S&P Global Ratings is projecting higher chances of a U.S. recession as fewer leading economic indicators remain in positive territory, suggesting that growth momentum is fading.
The rating agency said the risk of a recession in the next 12 months now stands at 30% to 35%, up from a range of 25% to 30% in the previous quarter.
Only three of the 10 leading indicators monitored by S&P Global Ratings are positive — consumer sentiment, jobless claims and the Chicago Fed National Financial Conditions Index — with four neutral and three negative. Five were positive in May, and seven were positive in August 2018.
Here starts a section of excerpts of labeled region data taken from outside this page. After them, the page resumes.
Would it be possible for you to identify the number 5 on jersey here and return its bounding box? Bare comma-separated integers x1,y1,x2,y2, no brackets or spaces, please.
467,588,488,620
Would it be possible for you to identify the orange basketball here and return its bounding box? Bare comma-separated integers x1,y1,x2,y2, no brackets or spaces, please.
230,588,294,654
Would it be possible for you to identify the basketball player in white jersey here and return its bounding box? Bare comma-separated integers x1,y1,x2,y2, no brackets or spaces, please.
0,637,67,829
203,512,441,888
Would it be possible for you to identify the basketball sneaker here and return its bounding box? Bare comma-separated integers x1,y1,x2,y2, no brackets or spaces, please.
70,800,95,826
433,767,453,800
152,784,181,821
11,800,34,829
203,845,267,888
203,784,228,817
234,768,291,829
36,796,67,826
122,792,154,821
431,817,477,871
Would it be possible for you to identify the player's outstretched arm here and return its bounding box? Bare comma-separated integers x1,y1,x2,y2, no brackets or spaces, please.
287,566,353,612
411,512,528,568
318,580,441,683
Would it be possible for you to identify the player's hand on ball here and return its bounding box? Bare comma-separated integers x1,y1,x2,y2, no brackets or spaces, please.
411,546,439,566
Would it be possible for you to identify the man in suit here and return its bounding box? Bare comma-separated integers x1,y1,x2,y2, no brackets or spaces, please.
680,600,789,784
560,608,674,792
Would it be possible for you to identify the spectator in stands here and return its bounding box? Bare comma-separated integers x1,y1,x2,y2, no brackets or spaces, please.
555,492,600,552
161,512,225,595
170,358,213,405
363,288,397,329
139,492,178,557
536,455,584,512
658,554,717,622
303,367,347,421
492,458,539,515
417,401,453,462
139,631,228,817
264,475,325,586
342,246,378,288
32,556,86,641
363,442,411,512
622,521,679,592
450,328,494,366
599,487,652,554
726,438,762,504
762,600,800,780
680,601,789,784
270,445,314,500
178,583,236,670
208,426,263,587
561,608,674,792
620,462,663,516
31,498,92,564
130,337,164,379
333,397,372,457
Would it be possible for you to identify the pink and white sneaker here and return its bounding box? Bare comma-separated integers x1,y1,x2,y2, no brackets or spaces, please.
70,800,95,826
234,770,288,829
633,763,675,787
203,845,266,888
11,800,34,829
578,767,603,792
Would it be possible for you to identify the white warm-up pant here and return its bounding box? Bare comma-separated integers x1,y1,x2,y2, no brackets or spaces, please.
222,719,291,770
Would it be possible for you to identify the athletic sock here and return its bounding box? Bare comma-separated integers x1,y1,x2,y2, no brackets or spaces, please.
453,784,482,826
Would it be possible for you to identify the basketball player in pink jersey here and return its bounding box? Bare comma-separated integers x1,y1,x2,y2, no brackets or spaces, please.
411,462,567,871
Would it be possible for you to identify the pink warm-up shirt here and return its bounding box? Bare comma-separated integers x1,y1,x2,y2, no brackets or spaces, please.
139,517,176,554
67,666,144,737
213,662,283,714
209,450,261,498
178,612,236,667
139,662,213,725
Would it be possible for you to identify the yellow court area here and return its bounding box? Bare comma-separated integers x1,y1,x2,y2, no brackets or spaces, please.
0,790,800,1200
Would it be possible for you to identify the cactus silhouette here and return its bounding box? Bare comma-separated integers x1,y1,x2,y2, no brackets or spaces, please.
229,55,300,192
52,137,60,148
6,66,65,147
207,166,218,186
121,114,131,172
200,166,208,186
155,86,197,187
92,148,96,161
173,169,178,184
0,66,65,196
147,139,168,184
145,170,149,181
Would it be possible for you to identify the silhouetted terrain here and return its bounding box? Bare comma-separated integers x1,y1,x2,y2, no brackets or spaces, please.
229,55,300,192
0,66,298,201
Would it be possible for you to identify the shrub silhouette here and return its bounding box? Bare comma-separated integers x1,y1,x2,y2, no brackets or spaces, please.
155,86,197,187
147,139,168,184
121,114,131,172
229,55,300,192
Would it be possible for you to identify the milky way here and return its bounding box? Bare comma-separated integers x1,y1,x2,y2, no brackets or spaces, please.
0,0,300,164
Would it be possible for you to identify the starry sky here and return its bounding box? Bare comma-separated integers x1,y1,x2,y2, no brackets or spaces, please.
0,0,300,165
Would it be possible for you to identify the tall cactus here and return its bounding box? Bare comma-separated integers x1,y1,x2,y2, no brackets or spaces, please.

"[T]he leading indicators combined with the dispersion of sectoral drivers of growth in activity within the economy suggest elevated odds of a weaker growth in the coming six months," the rating agency said, warning that a slowdown in the industrial sector may soon spread to the services sector.
In addition, the recent inversion of the government bond yield curve is "undoubtedly raising a red flag for a potential downturn," according to S&P Global Ratings.
"The rise in uncertainty on trade policy and global development has the bond market becoming more pessimistic about growth prospects over the next year, and possibly beyond," the rating agency added.
Fresh U.S. tariffs of 10% on another $300 billion in Chinese imports, if pursued, would likely knock 10 basis points to 15 basis points off U.S. GDP growth in 2020, the rating agency warned.